CDC: 234 Pregnant Women in America Carrying Zika Virus

The U.S. Centers for Disease Control (CDC) have confirmed that six infants have been born in U.S. states with birth defects following their mother’s infection with the Zika virus. 234 women in the continental United States have tested positive for Zika.

In addition to those cases in the continental U.S., the CDC says it has identified 189 cases of Zika virus among pregnant women in U.S. territories, most in Puerto Rico.

CDC officials released the number Thursday, though with little more information necessary to understand the danger Zika poses to American women who are or may become pregnant. For example, they did not mention how many of those six born with birth defects were diagnosed with microcephaly — a condition in which an infant’s skull is too small for his or her brain, crushing the brain — or other Zika-related conditions. They also did not note how many of those pregnant women had given birth already, leaving many to wonder what percentage of those infants born to mothers with Zika those six cases represent.

Of these six cases, three either miscarried or aborted.

“We can’t provide a lot of information about where these women are in their pregnancy. We don’t want to inadvertently disclose information about difficult decisions these women are making about their pregnancies,” CDC representative Dr. Denise J. Jamieson told the New York Times. Some women who are told they are carrying the Zika virus may choose to abort their children, leaving the outcome of that affected pregnancy a mystery.

The CDC did note that a number of the cases in which a child was born with microcephaly to a mother carrying the Zika virus occurred despite the mother not having any Zika symptoms.

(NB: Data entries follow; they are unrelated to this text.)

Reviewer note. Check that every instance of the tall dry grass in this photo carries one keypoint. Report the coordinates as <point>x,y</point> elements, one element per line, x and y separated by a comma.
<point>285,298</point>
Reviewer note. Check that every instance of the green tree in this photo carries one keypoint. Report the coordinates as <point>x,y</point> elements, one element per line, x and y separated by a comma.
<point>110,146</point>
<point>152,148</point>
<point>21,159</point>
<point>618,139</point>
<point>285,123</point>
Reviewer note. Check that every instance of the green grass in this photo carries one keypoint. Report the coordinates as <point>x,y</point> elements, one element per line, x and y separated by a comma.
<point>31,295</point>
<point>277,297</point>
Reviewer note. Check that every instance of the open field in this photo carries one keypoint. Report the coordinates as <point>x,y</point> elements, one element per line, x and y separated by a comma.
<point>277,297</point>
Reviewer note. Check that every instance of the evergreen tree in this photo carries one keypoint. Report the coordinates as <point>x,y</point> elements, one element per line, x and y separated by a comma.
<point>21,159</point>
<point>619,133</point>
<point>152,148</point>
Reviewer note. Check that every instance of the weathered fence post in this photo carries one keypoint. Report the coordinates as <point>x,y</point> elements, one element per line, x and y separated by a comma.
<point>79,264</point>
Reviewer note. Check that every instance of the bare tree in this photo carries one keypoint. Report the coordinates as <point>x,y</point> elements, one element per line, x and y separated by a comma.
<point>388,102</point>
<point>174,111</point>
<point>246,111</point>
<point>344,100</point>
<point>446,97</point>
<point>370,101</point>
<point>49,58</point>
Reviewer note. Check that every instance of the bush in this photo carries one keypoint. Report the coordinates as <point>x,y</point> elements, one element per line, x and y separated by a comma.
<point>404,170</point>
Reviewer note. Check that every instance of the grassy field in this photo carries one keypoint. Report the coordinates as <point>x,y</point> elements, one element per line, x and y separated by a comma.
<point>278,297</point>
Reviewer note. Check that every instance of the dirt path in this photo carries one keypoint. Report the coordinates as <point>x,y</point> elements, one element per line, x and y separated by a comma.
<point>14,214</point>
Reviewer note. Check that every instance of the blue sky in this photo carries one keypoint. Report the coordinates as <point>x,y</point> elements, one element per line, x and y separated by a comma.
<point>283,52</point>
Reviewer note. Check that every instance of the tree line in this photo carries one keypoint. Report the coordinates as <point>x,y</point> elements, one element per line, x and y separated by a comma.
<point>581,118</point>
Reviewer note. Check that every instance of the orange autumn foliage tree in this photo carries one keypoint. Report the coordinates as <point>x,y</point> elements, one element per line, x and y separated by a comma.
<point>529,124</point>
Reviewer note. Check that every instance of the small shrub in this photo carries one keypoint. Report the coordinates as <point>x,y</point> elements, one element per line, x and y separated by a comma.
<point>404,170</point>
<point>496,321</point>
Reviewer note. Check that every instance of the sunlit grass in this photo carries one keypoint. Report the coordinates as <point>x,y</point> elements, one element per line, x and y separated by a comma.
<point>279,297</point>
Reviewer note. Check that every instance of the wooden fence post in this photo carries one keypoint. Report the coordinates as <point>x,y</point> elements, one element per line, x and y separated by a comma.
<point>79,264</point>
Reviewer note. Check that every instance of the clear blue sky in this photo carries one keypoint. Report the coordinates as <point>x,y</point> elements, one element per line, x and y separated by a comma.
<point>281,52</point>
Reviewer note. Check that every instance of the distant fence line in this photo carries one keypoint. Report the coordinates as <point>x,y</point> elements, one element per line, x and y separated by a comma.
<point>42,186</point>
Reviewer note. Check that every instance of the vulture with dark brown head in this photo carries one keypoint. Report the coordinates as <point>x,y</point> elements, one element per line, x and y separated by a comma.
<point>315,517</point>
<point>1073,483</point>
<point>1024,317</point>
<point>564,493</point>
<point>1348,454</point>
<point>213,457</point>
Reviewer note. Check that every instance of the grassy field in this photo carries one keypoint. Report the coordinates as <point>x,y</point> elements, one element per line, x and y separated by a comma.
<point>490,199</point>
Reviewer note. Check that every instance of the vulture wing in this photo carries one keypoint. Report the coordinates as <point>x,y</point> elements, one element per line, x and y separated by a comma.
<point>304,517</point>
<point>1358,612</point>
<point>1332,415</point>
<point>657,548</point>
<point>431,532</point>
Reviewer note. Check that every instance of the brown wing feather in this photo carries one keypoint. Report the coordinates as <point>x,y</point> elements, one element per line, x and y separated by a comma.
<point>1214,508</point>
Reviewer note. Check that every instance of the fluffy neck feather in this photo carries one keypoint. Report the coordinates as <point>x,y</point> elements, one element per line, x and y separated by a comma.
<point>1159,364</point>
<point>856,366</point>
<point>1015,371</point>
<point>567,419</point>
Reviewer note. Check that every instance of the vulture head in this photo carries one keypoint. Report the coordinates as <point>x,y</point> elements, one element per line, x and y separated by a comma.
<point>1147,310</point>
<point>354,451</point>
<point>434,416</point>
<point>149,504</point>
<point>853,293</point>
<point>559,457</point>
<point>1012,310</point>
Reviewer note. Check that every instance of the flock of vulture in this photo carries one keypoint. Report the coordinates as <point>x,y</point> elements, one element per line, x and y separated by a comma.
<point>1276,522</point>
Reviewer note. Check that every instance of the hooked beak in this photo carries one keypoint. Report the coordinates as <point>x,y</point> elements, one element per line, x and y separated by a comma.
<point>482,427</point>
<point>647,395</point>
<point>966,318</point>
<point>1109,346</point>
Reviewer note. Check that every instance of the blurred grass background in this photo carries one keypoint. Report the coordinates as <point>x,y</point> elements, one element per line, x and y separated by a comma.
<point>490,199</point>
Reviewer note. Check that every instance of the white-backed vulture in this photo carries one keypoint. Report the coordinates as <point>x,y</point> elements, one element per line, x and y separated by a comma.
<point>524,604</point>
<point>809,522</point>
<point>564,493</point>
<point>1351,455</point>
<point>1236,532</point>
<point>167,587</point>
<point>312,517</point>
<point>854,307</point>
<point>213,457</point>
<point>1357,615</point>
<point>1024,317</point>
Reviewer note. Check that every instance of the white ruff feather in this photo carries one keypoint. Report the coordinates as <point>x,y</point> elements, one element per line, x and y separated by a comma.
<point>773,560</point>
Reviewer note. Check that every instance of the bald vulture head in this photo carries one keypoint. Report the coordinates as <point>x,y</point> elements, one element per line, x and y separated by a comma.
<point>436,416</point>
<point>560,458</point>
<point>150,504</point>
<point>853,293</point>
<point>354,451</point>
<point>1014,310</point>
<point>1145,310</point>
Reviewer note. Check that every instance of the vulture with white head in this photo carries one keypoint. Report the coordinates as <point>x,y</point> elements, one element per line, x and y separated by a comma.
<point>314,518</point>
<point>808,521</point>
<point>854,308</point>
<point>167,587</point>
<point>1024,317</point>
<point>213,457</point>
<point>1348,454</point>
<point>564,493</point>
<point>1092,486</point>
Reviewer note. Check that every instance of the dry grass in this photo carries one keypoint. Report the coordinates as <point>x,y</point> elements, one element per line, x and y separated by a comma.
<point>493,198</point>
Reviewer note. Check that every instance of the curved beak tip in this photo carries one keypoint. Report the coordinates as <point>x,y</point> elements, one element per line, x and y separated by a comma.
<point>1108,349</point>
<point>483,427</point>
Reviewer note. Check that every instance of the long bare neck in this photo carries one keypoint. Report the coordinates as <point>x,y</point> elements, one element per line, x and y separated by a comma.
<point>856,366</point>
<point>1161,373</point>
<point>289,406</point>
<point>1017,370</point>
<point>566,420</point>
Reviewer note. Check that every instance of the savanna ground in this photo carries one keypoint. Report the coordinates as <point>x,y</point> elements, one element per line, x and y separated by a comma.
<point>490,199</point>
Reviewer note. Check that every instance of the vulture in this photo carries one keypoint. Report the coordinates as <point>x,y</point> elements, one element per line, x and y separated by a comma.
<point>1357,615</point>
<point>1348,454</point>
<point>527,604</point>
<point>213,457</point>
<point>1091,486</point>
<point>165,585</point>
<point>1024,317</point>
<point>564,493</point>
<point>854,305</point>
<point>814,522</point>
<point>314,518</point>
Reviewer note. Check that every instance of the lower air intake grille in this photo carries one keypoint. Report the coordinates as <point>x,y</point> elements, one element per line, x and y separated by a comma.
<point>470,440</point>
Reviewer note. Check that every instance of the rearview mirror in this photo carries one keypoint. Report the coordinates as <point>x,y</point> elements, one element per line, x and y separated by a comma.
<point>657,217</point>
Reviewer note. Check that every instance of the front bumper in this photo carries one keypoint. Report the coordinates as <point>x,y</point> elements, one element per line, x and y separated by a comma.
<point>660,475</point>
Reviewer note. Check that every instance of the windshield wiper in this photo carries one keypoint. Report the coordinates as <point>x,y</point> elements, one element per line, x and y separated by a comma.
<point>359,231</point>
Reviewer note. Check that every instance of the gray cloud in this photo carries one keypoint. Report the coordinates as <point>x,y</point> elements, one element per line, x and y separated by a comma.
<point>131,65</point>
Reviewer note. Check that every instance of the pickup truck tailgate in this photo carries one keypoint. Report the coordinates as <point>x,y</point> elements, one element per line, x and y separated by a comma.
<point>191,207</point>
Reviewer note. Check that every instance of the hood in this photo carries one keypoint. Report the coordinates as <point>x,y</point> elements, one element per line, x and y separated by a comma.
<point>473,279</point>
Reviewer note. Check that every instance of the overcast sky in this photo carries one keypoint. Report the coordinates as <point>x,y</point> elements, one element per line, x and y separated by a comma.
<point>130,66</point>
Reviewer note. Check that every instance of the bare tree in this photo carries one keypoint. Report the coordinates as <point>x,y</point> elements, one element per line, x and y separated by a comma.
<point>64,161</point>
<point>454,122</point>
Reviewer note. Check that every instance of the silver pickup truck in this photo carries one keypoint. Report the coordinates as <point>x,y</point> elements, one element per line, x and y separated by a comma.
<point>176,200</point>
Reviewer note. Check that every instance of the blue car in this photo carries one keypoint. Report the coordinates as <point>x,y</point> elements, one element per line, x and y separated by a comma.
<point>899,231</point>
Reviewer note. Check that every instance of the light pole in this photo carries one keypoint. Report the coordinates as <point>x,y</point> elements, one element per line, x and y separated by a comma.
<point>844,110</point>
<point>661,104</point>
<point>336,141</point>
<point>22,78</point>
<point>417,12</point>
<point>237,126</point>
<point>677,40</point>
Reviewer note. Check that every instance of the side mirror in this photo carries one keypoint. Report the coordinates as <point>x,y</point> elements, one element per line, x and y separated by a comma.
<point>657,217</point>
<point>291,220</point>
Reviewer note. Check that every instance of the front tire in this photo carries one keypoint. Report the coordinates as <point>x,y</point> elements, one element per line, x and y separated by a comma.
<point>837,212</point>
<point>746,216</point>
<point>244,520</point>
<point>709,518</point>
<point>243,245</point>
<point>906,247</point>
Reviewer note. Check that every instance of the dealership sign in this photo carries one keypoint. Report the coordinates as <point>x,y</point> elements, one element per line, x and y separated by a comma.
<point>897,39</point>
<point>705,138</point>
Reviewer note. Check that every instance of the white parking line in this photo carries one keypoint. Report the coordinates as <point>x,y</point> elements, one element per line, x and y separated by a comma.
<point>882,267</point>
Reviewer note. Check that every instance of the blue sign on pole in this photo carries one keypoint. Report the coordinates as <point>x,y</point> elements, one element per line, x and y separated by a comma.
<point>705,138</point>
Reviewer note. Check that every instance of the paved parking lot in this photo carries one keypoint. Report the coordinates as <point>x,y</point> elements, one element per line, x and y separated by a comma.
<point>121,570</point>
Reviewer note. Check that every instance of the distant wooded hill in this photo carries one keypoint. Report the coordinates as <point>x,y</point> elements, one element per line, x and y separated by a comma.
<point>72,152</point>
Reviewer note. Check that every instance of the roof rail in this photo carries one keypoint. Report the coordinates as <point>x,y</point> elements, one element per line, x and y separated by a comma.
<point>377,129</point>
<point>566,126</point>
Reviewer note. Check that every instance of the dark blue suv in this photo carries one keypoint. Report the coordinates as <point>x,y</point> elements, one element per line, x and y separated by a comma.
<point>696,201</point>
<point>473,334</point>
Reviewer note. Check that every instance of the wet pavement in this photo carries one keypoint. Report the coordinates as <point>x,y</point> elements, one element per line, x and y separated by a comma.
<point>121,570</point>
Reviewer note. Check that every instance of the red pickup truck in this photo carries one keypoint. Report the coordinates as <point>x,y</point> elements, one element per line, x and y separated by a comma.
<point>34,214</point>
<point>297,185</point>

The Zika virus poses a largely unknown threat in populations in which it circulates widely. In most adults — 80 percent — the virus is completely asymptomatic. In those who suffer Zika symptoms, they may record rashes, mild fevers, conjunctivitis, and mild muscle aching.

In a minority of adults, Zika has been linked to the development of Guillain-Barré Syndrome (GBS), a condition which causes extreme muscle pain, paralysis, and death. GBS is treatable, though many have died in Latin America, particularly Venezuela, due to a lack of access to proper medical treatment.

The greatest threat the strain of Zika currently prevalent in Latin America has posed to people has been to the unborn. Scientists have confirmed that Zika can cause microcephaly in infants, as well as a host of other abnormalities, including diminished sight and hearing, among others. Tracking whether a pregnant woman is exposing their child to Zika is difficult, as many women do not exhibit any symptoms of carrying the virus.

Tom Frieden, the director of the CDC, has warned that the number of Zika cases in the northern hemisphere are expected to skyrocket as summer arrives. Zika is carried by the aedes aegypti mosquito, which requires hot and humid climates to survive. Frieden predicted on Thursday that “dozens or hundreds of infants” may be born with microcephaly in Puerto Rico as its climate is especially appealing to mosquitos. Puerto Rico has already recorded 1,700 cases of Zika infection this year.

Experts are warning that Zika may become a global threat following the Summer Olympics, expected to take place this August in Rio de Janeiro, Brazil. Brazil has registered over 3,000 microcephaly cases and is considered the epicenter of the current Zika epidemic. “An unnecessary risk is posed when 500,000 foreign tourists from all countries attend the Games, potentially acquire that strain, and return home to places where it can become endemic,” a letter signed by over 150 medical experts warned. The letter, released in May, demanded the Olympics be postponed or relocated to a lower-risk region, lest tourists spread the virus globally.

Olympic officials have denied that Zika is a threat and asserted that the games will take places as planned. The International Olympic Commission is basing its decision on the World Health Organization’s (WHO) recommendation. “The Committee concluded that there is a very low risk of further international spread of Zika virus as a result of the Olympic and Paralympic Games as Brazil will be hosting the Games during the Brazilian winter,” the WHO said of the decision this week.